ISM sinks to post-2009 lows; Industrial Economy Recession a Catch 22 for Fed
November ISM sank to the lowest level since 2009. Stunning, that the ISM (Institute for Supply Chain Management) survey, formerly known as NAPM (National Association of Purchasing Managers), printed 48.6, the lowest level since the throes of the financial crisis. For perspective, the last time the ISM printed sub-48, in June 2009, the S&P was 900. Today, at 2,100+, the market is a cool 134% higher. The S&P is up by 1,200 handles, after having earned approximately 620, the cumulative EPS for the market from 2010-2015. The market is up at a much faster pace than earnings as the multiple swelled from 12x to 17x. What a 6-years.
Awkward that December marks the potential lift-off, delayed that is, of a sea change in Fed policy: the end of ZIRP (zero interest rate policy). So the Fed is about to hike with a recessionary industrial economy and no inflation? Hmm.
Charles Evans reinforced the accommodative mantra yesterday, with dovish comments, as the stock market soared back within spitting distance of all-time highs. Evans believes the Fed shouldn’t start to hike yet. While Evans may not get his way, the set up is clear; an initial hike by the Fed will be the most dovishly toned in the history of rate hikes. CJF now expects a hike in December, and just one more in all of 2016 (probably in the spring). Ca suffit. End of rate hike cycle. The economy, in the US, and around the world is sufficiently soft to remove the possibility of any sort of “normal” interest rate cycle.

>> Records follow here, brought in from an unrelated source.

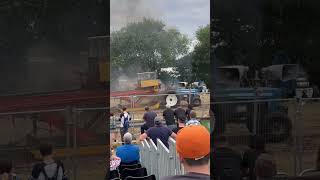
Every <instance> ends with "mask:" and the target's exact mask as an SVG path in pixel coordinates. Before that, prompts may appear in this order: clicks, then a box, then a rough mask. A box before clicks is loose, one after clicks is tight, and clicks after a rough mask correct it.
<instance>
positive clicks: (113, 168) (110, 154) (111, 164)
mask: <svg viewBox="0 0 320 180" xmlns="http://www.w3.org/2000/svg"><path fill="white" fill-rule="evenodd" d="M120 163H121V159H120V158H119V157H117V156H116V155H114V152H113V151H112V150H110V171H114V170H116V169H117V168H118V167H119V165H120Z"/></svg>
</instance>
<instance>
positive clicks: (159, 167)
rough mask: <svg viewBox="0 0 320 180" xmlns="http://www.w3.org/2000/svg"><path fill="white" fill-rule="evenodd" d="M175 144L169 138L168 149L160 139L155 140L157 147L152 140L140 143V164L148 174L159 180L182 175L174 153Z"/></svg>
mask: <svg viewBox="0 0 320 180" xmlns="http://www.w3.org/2000/svg"><path fill="white" fill-rule="evenodd" d="M175 143H176V142H175V140H173V139H172V138H170V139H169V149H168V148H167V147H166V146H165V145H164V144H163V142H161V140H160V139H157V145H155V143H154V142H153V141H152V140H148V141H147V140H144V141H143V142H142V143H141V146H140V147H141V149H140V157H141V164H142V165H143V166H144V167H146V169H147V172H148V174H154V175H155V176H156V178H157V179H159V178H161V177H164V176H173V175H180V174H183V173H184V171H183V169H182V166H181V163H180V162H179V158H178V155H177V153H176V147H175Z"/></svg>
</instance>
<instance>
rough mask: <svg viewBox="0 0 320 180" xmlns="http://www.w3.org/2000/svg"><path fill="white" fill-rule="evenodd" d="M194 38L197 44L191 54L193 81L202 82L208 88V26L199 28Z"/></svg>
mask: <svg viewBox="0 0 320 180" xmlns="http://www.w3.org/2000/svg"><path fill="white" fill-rule="evenodd" d="M196 37H197V40H198V43H197V44H196V45H195V47H194V51H193V53H192V72H193V80H202V81H204V82H205V83H206V84H207V86H208V87H210V76H209V70H210V26H209V25H207V26H205V27H201V28H199V29H198V31H197V32H196Z"/></svg>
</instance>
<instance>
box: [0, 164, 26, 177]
mask: <svg viewBox="0 0 320 180" xmlns="http://www.w3.org/2000/svg"><path fill="white" fill-rule="evenodd" d="M12 171H13V167H12V162H11V161H8V160H1V161H0V179H1V180H21V178H20V177H18V176H17V175H16V174H15V173H13V172H12Z"/></svg>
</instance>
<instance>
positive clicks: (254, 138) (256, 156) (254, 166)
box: [242, 136, 266, 180]
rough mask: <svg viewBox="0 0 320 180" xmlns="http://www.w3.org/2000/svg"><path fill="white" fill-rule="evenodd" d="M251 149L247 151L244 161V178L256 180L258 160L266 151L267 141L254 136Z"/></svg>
mask: <svg viewBox="0 0 320 180" xmlns="http://www.w3.org/2000/svg"><path fill="white" fill-rule="evenodd" d="M250 141H251V142H250V144H249V147H250V149H249V150H247V151H245V152H244V154H243V159H242V168H243V171H244V176H247V177H248V179H249V180H256V176H255V174H254V167H255V162H256V160H257V158H258V157H259V156H260V154H262V153H266V151H265V141H264V138H263V137H261V136H252V137H251V139H250Z"/></svg>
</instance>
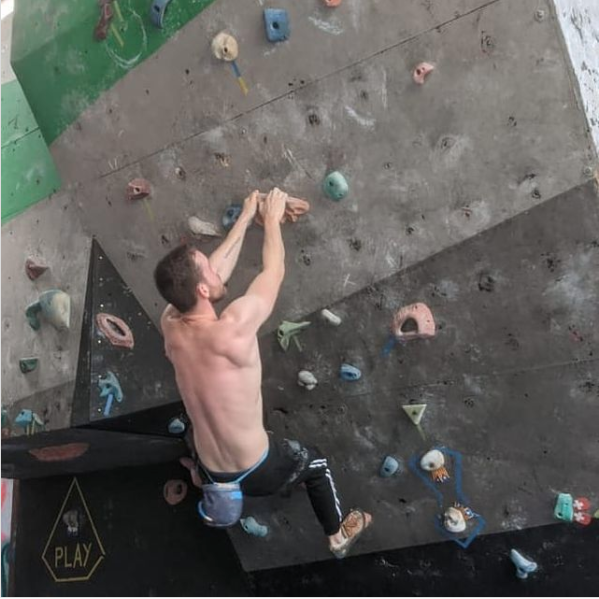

Imbalances, and reflexivity of the dollar, will halt the rate hike cycle abruptly in 2016.
The market is just begging for a hike, by rallying on both hawkish, and dovish, data. Stock market action, with the unemployment rate at 5%, forces the Fed’s hand, at the start. But the cycle will be dovish, and the Fed will highlight this more/again/ad nauseam. Particularly so on the day the Fed actually hikes for the first time.
An uber-dovish Fed cycle sets up the possibility of a bubble before there is a major correction/crash in the stock market. Stock valuations are high and may keep going higher. Bubbles are difficult/impossible to predict but be wary if market valuation continues its ascent towards a 20x earnings multiple on soft economic/earnings data and a continued dovish Fed. Be wary is market breadth remains narrow.
The above set up would be dangerous, because when there is a real slowdown/recession (there will be one at some point) look out below if valuation needs to compress substantially as earnings estimates tumble. CJF isn’t calling for a bubble, but alerted to the possibility now given market action and the possibility for a “more dovish than expected Fed”.
A chart of the ISM from 2004-2015:
Scary stuff indeed, especially with the overall high market valuation. My sense is that there are a lot of weak companies out there with very high P/E’s that will get crushed. Blue chips may be fine. There are stocks out there of established companies with no real case for growth potential that have a P/E you might see of a hot start up. Look at BRKS for example, P/E in the mid-50’s and their revenue is predicted to go way down this quarter. I don’t get it.